Le Maître d’École. — Des condoms ? Qu’est-ce que c’est ça ? Que pourrai-je donc faire de ces condoms, moi, pauvre maître d’école décharné ? Mais silence ! Je veux en faire cadeau à Madame la Juge en remerciement du pot de petits pois qu’elle me fit tenir. Elle se connaît en toutes choses et saura donc bien comment employer des condoms.

Tobies (entrant). — Bonsoir, Monsieur le Maître d’École.

Le Maître d’École. — Bonsoir, cher Tobies. (À part). Et, par tous les diables, comment me débarrasser du bonhomme ?

Tobies. — Eh bien, que devient mon petit Gottlieb ? Êtes-vous allé avec lui au château ?

Le Maître d’École. — Avez-vous appris, monsieur Tobies, qu’un dentiste est descendu à l’auberge il y a une heure et qu’il arrache les dents pour rien.

Tobies. — Ça m’est égal ! J’ai voyez-vous deux rangées de dents si saines que je pourrais aiguiser sur elles mes fourches à foin.

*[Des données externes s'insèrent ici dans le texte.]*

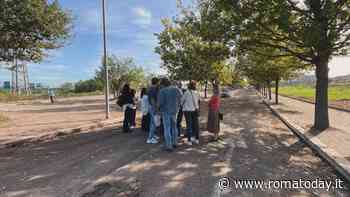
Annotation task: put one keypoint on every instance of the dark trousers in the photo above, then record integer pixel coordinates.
(145, 122)
(127, 119)
(178, 122)
(192, 124)
(52, 99)
(133, 117)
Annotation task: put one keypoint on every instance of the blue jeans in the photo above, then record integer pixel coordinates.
(152, 124)
(127, 119)
(170, 129)
(192, 123)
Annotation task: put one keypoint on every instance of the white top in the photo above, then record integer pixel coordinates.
(145, 105)
(190, 101)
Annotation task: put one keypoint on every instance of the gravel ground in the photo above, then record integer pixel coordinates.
(254, 145)
(37, 118)
(337, 137)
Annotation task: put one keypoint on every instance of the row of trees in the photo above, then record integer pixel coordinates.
(269, 39)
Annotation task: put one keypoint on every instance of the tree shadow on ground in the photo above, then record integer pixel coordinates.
(263, 150)
(254, 146)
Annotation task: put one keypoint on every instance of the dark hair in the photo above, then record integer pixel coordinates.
(192, 85)
(165, 82)
(154, 80)
(143, 92)
(133, 92)
(126, 89)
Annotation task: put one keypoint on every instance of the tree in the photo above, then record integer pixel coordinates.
(67, 87)
(191, 49)
(90, 85)
(310, 30)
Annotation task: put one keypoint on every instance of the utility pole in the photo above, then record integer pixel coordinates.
(105, 58)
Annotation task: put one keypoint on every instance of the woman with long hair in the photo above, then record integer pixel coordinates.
(214, 113)
(127, 101)
(145, 110)
(190, 107)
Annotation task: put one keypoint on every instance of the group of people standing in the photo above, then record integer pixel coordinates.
(163, 106)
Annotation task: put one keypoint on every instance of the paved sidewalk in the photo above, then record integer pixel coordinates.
(301, 113)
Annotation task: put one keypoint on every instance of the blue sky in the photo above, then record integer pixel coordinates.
(130, 26)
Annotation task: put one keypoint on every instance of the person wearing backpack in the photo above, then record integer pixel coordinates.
(190, 106)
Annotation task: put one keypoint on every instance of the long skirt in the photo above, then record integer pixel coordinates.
(213, 124)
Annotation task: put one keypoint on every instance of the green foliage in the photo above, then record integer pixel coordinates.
(30, 27)
(192, 47)
(90, 85)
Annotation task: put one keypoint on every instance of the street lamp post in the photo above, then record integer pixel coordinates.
(105, 58)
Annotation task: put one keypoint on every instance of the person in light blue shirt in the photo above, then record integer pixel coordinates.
(169, 105)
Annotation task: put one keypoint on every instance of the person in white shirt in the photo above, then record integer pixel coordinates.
(51, 94)
(190, 106)
(145, 110)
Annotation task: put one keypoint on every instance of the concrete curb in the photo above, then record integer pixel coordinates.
(59, 133)
(338, 162)
(306, 101)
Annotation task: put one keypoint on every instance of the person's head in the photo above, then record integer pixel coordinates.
(192, 85)
(165, 82)
(143, 92)
(133, 92)
(126, 89)
(154, 81)
(179, 84)
(216, 90)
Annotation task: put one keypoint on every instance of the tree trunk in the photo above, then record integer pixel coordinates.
(321, 121)
(206, 89)
(270, 93)
(16, 70)
(276, 90)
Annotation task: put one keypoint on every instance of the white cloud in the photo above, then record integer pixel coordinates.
(143, 16)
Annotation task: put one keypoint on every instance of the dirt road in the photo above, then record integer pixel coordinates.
(255, 145)
(37, 118)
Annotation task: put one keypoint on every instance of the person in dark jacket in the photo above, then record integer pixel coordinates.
(127, 101)
(133, 112)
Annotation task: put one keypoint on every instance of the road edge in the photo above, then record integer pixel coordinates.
(339, 163)
(310, 102)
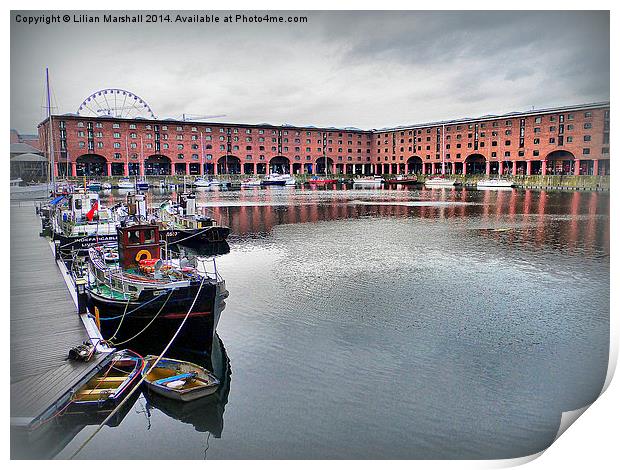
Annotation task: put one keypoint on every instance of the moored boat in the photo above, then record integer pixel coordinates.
(322, 180)
(498, 183)
(206, 183)
(189, 227)
(111, 384)
(403, 179)
(440, 181)
(144, 288)
(178, 380)
(250, 183)
(375, 181)
(94, 185)
(125, 183)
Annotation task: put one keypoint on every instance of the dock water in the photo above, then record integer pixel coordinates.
(44, 326)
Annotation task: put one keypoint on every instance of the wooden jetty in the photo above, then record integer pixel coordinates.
(44, 326)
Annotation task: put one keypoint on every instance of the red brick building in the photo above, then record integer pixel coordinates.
(565, 140)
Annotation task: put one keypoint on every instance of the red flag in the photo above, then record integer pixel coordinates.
(91, 213)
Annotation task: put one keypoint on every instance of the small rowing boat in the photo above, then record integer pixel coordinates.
(178, 380)
(107, 388)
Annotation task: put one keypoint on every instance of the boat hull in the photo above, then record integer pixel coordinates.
(156, 318)
(170, 236)
(209, 387)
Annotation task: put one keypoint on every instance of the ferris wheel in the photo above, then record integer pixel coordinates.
(117, 103)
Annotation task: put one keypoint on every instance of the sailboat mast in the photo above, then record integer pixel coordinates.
(51, 130)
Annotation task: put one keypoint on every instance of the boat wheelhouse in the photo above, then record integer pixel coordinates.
(139, 286)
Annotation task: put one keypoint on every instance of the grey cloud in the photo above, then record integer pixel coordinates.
(362, 69)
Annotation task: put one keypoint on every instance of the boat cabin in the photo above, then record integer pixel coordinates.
(187, 202)
(136, 205)
(80, 204)
(136, 243)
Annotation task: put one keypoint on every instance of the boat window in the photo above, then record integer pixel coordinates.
(134, 236)
(149, 236)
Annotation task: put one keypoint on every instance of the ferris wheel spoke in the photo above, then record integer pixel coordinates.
(129, 105)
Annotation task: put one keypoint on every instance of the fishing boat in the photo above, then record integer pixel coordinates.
(321, 180)
(206, 183)
(440, 181)
(111, 384)
(178, 380)
(276, 179)
(189, 227)
(136, 285)
(78, 220)
(125, 183)
(94, 185)
(375, 181)
(403, 179)
(498, 183)
(250, 183)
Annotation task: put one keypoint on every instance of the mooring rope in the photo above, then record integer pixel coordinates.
(118, 407)
(149, 323)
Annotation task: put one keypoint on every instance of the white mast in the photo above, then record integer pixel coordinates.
(50, 132)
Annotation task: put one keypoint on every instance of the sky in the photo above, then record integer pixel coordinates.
(361, 69)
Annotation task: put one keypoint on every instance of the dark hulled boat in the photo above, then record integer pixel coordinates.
(136, 288)
(190, 228)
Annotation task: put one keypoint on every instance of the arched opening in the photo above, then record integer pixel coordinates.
(280, 164)
(322, 163)
(157, 165)
(229, 164)
(414, 165)
(560, 162)
(91, 165)
(194, 168)
(475, 164)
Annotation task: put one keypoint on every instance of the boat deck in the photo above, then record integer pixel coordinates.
(44, 325)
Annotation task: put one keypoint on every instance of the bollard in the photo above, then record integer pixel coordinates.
(80, 286)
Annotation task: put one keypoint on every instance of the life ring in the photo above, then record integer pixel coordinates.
(143, 252)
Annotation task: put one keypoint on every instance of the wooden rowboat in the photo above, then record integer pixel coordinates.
(109, 386)
(178, 380)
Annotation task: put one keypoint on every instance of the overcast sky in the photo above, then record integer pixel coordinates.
(361, 69)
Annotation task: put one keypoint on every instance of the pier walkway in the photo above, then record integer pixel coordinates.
(44, 325)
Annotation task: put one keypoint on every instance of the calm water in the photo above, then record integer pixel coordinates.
(391, 324)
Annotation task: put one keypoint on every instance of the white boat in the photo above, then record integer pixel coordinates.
(375, 181)
(125, 183)
(178, 380)
(276, 179)
(204, 183)
(440, 181)
(20, 190)
(495, 184)
(250, 183)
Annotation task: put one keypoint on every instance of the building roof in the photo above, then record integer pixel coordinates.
(23, 148)
(28, 157)
(488, 117)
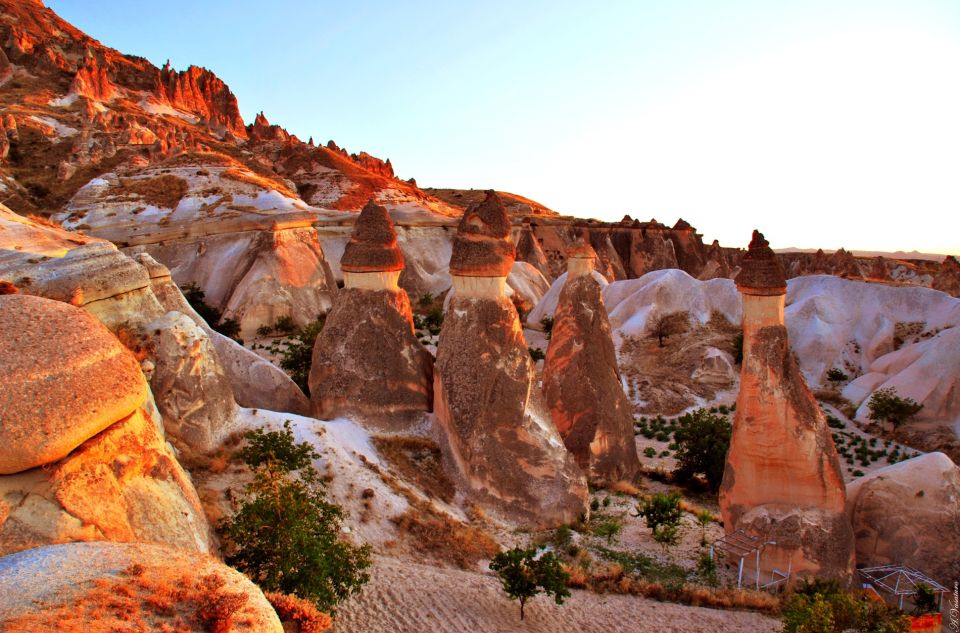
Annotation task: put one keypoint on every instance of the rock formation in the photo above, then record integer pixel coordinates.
(82, 454)
(105, 587)
(581, 380)
(496, 434)
(909, 514)
(947, 278)
(782, 480)
(367, 361)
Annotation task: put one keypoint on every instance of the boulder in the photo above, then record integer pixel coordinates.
(63, 379)
(909, 514)
(189, 384)
(581, 380)
(106, 587)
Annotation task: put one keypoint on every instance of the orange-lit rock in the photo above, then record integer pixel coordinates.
(106, 587)
(782, 480)
(581, 380)
(367, 361)
(498, 439)
(84, 457)
(63, 379)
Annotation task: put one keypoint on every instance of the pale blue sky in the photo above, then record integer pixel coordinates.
(822, 123)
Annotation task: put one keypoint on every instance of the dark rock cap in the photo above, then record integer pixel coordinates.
(373, 245)
(760, 272)
(482, 246)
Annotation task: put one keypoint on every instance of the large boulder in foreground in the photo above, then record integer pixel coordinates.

Le Maître d’École. — Qu’est-ce que cela fait ? On vous les arrachera pour rien. Il faut profiter d’une pareille occasion.

Tobies. — Oui, c’est juste ! Il ne faut dédaigner aucun petit profit. Je vais me rendre là-bas et me faire arracher toutes les molaires. (Il sort).

Le Maître d’École. — Oh ! sainte naïveté ! Douce ingénuité ! Tu as abandonné le luxe des villes et t’es réfugiée dans la cabane du paysan ! Tobies se laisse arracher les dents parce qu’on le lui fait pour rien. Ah, ah, ah ! (Il sort).